In this secluded setting, vast networks of underground bunkers, tunnels, and air raid shelters were developed to ensure the safety of Hitler and his commanders. It’s estimated that he spent nearly a third of each year at the Berghof, making critical decisions regarding battles and the Holocaust.
Today, the remnants of the Nazi structures have largely vanished, with the Berghof and the homes of other commanders destroyed during the war. The only surviving site is the Eagle’s Nest and a vast underground bunker complex located beneath a museum dedicated to the history of the Nazis and Hitler’s influence in the region. Walking through the tunnels was a fascinating experience, making me ponder whether Hitler ever imagined that the bunkers, once designed for his protection, would one day become a tourist attraction—one that my infant daughter would visit in her stroller. I suspect that thought never crossed his mind.
Nazi bunker complex in the town of Berchtesgaden southern bavaria where hitler lived
Nazi bunker complex in the town of Berchtesgaden southern bavaria where hitler lived
The Eagle’s Nest, perched high above the mountain, served as a meeting place for Hitler and SS officials, though he rarely utilized it due to his fear of heights. It’s situated above the snowline, and reaching it would require hiking a long trail buried under deep snow. I had a strong desire to make the trek, but time constraints prevented me from doing so.
In the summer months, when the snow melts, the road to the Eagle’s Nest opens up, making it accessible to tourists. There’s even a beer garden at the summit, where visitors can relax, admire the stunning views, and enjoy a beer in a location that once hosted discussions about world domination among Nazi officials. It’s a striking juxtaposition of history and leisure that highlights the complexities of the site.

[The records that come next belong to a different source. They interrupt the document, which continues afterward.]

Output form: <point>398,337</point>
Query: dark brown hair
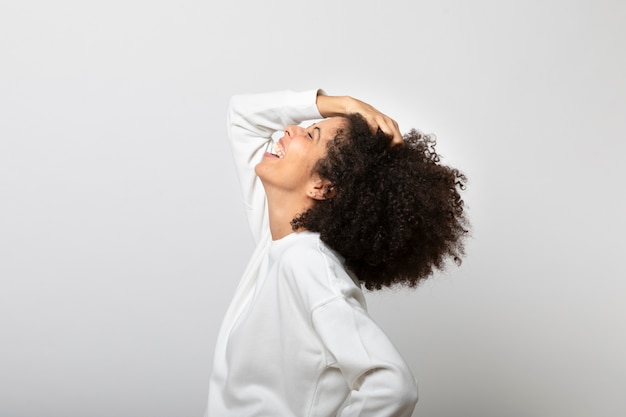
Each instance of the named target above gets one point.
<point>396,213</point>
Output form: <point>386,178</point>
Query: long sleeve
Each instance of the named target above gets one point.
<point>252,120</point>
<point>379,380</point>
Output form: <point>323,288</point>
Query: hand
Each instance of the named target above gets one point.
<point>376,120</point>
<point>330,106</point>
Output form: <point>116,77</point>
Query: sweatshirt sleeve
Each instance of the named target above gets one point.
<point>380,382</point>
<point>252,120</point>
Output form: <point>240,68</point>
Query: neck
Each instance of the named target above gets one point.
<point>282,209</point>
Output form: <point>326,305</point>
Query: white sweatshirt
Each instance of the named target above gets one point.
<point>296,339</point>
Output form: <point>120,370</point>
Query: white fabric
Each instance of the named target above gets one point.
<point>296,339</point>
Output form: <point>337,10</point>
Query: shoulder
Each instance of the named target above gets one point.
<point>316,272</point>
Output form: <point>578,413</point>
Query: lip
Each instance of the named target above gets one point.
<point>281,143</point>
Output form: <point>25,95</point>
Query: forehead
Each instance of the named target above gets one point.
<point>328,127</point>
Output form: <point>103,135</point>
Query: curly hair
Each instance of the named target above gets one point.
<point>395,213</point>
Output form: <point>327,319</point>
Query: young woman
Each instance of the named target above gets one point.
<point>343,203</point>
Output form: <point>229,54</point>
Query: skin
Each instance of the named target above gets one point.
<point>290,184</point>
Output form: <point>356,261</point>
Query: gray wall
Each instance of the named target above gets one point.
<point>122,235</point>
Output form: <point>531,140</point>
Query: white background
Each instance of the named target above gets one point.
<point>122,235</point>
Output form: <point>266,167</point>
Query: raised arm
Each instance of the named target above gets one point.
<point>330,106</point>
<point>252,120</point>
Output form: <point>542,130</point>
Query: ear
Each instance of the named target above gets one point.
<point>320,188</point>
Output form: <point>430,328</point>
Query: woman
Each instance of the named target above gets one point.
<point>343,203</point>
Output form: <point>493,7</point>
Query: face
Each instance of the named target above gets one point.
<point>296,153</point>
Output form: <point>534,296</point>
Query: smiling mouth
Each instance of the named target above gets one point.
<point>278,150</point>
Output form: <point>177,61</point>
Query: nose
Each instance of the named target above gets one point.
<point>291,130</point>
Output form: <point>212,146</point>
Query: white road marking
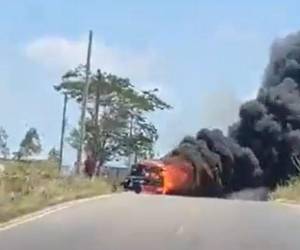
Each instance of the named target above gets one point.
<point>180,230</point>
<point>47,211</point>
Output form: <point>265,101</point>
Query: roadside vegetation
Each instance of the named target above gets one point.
<point>29,186</point>
<point>290,191</point>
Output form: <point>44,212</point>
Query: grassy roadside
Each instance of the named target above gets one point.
<point>28,187</point>
<point>289,192</point>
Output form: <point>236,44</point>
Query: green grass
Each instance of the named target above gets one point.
<point>29,186</point>
<point>290,191</point>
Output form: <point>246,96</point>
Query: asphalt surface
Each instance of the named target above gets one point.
<point>135,222</point>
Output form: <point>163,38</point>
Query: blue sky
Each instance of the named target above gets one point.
<point>205,56</point>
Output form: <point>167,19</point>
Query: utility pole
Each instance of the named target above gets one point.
<point>84,103</point>
<point>62,135</point>
<point>96,120</point>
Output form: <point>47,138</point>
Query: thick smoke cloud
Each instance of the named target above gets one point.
<point>259,147</point>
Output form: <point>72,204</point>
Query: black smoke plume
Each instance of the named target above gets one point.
<point>259,147</point>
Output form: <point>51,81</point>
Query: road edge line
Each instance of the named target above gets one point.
<point>47,211</point>
<point>286,202</point>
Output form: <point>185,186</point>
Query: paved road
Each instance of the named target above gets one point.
<point>135,222</point>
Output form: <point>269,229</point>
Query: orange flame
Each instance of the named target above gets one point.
<point>176,178</point>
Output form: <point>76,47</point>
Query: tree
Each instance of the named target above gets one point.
<point>4,150</point>
<point>53,155</point>
<point>116,123</point>
<point>30,145</point>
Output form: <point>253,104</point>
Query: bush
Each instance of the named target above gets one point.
<point>29,186</point>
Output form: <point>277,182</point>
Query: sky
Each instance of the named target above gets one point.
<point>206,57</point>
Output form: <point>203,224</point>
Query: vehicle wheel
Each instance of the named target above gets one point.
<point>137,189</point>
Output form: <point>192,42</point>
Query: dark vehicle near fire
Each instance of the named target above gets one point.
<point>144,177</point>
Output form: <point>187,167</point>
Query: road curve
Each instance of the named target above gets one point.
<point>129,221</point>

Kehlsteinhaus-Eagles nest where Hiteler and some of the nazi officials would meet on a Mountain top
Near Death Experience Driving on the Autobahn
On our way to Munich, we were driving in the middle lane, which is my preferred spot on the Autobahn. This way, I could avoid the fast lane, where sleek German BMWs zip by at 200 mph, and the slow lane, where Eastern European trucks lumber along at a mere 50 mph.
As we rounded a bend downhill, a truck unexpectedly veered into our lane to avoid a car that had stalled in the slow lane. Like much of the Autobahn, there was no shoulder to safely pull over. I had to slam on the brakes to avoid rear-ending the truck and swerved into the slow lane. Just as I managed to regain control, I realized we were now stopped on a blind bend. I watched in horror through the rearview mirror as cars and trucks barreled down, slamming on their brakes in a desperate attempt to avoid us. Fear gripped me—I thought for sure someone would crash into us. I made the split-second decision to gun it into the fast lane from a complete stop, maneuvering around the truck. It was terrifying, but I barely pulled it off without incident.
After that heart-pounding experience, we spent our last night in Munich near the airport. We made sure to unwind by visiting a beer garden, treating ourselves to some well-deserved giant beers, pretzels, and hefty chunks of meat. It was the perfect way to cap off our incredible trip.